Hastane ye ulaştığımızda kızımı acilen odaya alıp müdahale etmişlerdi. Bir yerinde kanama yoktu ama hareketsiz yatıyordu yavrum. Arkamdan Harun hastaneye geldiğinde yanında Eyüp te vardı. Yol boyu ağlamış olacak ki gözleri kızarmıştı.

"Baba, kardeşim nasıl?" Diye sorduğunda sinirle baktım ona. Kardeşine olan nefreti sonunda zarar vermişti ona. Henüz dokuz yaşındaki çocuğun yüreğindeki nefrete anlam veremiyordum.

"Bu bebek annesinin sebebi oldu. Elif onun yüzünden öldü. Elif onu doğurmasaydı ölmeyecekti." Gibi söylentileri ciddiye alarak, annesinin ölümünden kardeşini sorumlu tutuyordu.

"Ölüyor kardeşin. Artık rahatlayabilirsin." Diye haykırmamla ağlamaya başlayınca Harun sarılmıştı Eyüp'e.

"Nasıl konuşuyorsun abi. O daha çocuk. O birşey yapmamış. Kendiliğinden bayılmış."

Odanın kapısı açılınca Rabbime binlerce kez şükrettim. Kızımın ağlama sesi geliyordu içerden. Kendine gelmişti meleğim. Kapıda görünen doktora merakla bakarken açıklama yapmıştı.

"Çocuğunuz kendine geldi. Fakat düşmeden kaynaklanan bir bayılma değil bu. Vücudunda hiç darbe izi yok. Daha önce de bayılma vakasıyla getirmiştiniz. Doktorun sizden istediği tahlilleri yaptırmış mıydınız o zaman?"

"Evet ama bazı sonuçlar daha elimize geçmedi. Kalbinde bir sorun varmış ama araştırılıyor daha."

"Bir süre gözlem altında tutacağız. Bazı tetkikler yapmamız gerekiyor."

Doktorla konuştuktan sonra odaya girdiğimde Eyüp odada kardeşinin yanındaydı. Kardeşinin elini tutmuş, saçını okşarken ağlıyordu. Eyüp ilk kez kardeşine böyle şefkatle yaklaşmıştı. O günden sonra ise kardeşine çok düşkün olmuştu.

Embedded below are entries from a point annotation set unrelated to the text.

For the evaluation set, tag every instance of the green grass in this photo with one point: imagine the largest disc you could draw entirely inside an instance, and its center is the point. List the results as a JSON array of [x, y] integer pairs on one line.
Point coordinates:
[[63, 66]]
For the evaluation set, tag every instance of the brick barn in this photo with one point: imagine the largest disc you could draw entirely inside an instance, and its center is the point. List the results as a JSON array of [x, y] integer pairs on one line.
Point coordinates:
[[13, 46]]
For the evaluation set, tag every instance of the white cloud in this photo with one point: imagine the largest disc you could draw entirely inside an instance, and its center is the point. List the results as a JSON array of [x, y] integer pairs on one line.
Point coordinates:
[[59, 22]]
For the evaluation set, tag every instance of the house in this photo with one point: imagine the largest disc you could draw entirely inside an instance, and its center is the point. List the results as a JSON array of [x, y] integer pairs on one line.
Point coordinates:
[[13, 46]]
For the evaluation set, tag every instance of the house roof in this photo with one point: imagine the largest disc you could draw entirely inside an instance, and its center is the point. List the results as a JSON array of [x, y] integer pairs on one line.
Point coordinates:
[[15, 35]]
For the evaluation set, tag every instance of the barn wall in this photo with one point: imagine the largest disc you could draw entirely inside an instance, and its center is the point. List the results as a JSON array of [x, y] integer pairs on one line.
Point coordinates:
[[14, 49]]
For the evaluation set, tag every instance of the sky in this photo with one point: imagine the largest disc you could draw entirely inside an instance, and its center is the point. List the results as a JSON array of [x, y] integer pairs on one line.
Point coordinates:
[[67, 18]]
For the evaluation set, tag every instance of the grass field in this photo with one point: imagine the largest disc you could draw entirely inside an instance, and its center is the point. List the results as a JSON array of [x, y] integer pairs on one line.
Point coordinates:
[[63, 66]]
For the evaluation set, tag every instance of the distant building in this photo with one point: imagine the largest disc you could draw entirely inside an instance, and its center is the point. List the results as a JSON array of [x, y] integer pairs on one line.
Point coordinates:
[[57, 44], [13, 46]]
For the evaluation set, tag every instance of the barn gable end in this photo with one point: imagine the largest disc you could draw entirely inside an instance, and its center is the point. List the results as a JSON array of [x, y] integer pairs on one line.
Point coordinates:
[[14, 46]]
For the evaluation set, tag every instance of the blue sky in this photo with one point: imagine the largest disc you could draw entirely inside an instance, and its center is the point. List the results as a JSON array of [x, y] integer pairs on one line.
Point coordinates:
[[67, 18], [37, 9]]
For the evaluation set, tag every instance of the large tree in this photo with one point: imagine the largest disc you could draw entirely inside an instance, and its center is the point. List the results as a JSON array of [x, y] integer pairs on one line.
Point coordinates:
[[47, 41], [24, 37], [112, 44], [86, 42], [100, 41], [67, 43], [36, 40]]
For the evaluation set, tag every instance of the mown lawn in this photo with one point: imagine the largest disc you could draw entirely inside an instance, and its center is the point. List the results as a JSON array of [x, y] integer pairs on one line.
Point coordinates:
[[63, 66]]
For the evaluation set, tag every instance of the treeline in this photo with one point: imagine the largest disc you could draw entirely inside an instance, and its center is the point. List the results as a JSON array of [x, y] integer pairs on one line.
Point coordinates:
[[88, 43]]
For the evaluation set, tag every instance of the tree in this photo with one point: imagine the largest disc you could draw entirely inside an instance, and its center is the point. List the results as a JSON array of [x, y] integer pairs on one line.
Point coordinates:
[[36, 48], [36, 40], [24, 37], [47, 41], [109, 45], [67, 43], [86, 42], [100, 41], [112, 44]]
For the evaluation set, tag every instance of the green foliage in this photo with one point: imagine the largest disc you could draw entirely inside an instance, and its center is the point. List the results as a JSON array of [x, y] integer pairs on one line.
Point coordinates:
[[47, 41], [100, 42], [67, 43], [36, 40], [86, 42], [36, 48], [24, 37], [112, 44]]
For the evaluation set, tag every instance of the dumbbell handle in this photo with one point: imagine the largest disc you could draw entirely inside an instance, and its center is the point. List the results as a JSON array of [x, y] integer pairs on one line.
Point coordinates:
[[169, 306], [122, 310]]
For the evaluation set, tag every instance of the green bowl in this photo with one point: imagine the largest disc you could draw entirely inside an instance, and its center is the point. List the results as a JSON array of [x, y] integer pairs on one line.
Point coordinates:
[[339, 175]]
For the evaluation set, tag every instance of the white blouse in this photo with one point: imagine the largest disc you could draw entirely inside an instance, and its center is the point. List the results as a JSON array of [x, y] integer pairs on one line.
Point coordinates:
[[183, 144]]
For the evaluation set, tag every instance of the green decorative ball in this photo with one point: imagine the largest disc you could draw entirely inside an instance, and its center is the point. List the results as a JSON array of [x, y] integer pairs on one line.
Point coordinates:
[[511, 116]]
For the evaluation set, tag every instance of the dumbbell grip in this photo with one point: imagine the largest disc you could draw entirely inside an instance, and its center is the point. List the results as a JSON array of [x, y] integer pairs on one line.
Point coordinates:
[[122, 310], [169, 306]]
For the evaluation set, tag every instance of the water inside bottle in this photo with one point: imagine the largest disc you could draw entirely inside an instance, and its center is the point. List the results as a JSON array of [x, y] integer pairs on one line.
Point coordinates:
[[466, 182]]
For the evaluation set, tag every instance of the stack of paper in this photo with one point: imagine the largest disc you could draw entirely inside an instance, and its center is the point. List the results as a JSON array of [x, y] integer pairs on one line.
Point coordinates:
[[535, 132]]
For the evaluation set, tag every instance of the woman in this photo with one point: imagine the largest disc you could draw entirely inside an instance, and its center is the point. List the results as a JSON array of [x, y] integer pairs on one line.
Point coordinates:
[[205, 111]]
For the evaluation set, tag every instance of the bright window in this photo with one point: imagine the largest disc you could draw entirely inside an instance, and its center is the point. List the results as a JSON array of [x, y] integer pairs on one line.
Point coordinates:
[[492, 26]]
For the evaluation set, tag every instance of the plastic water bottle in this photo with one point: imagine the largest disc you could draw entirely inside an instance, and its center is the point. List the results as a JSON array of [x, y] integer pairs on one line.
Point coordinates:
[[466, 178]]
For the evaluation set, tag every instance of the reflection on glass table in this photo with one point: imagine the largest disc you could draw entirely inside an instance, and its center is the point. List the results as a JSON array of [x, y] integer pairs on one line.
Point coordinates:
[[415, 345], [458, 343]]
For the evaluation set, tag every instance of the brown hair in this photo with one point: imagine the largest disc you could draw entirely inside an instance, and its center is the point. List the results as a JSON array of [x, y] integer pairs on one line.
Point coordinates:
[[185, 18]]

Elif Ravza'da kalp hastalığı çıkmıştı ve geçirdiği ameliyat ve tedaviyle yenmişti hastalığı. Minicik bedeni direnmişti hastalığa. Güçlüydü benim kızım. Eyüp şimdiye kadar hep kardeşini annesinin katili gibi görürken artık herşeyden koruyordu kardeşini.

Elif'imin asıl katili bendim. Benim yüzümden ölmüştü sevdiğim kadın. Oysaki zamanında hastaneye yetiştirseydim herşey çok farklı olacaktı. Bana yalvarmaları hala kulağımda çınlıyordu ve ömür boyu silinmeyecekti hafızamdan.

Tam beş yıl önceydi. Meleğimize hamileydi Elif'im. Hayatımızdaki herşey o kadar güzeldi ki mutluluk sarhoşuydum onun yanında. İki çocuğumdan sonra bir melek daha şereflendirecekti sıcacık yuvamızı. Kolay olmamıştı bebeğimize sahip olmak. Uzun ve yorucu bir tedaviden sonra hamile kalabilmişti. Bazen onun yerine ben pes edip yoruluyordum ama o pes etmiyordu. Tedavi süreci çok yıpratmıştı onu. Defalarca tedaviyi bırakmasını söylediğim halde ısrarla devam etmişti. Sonunda çabaları sonuç vermişti ve kızımıza hamile kalmıştı.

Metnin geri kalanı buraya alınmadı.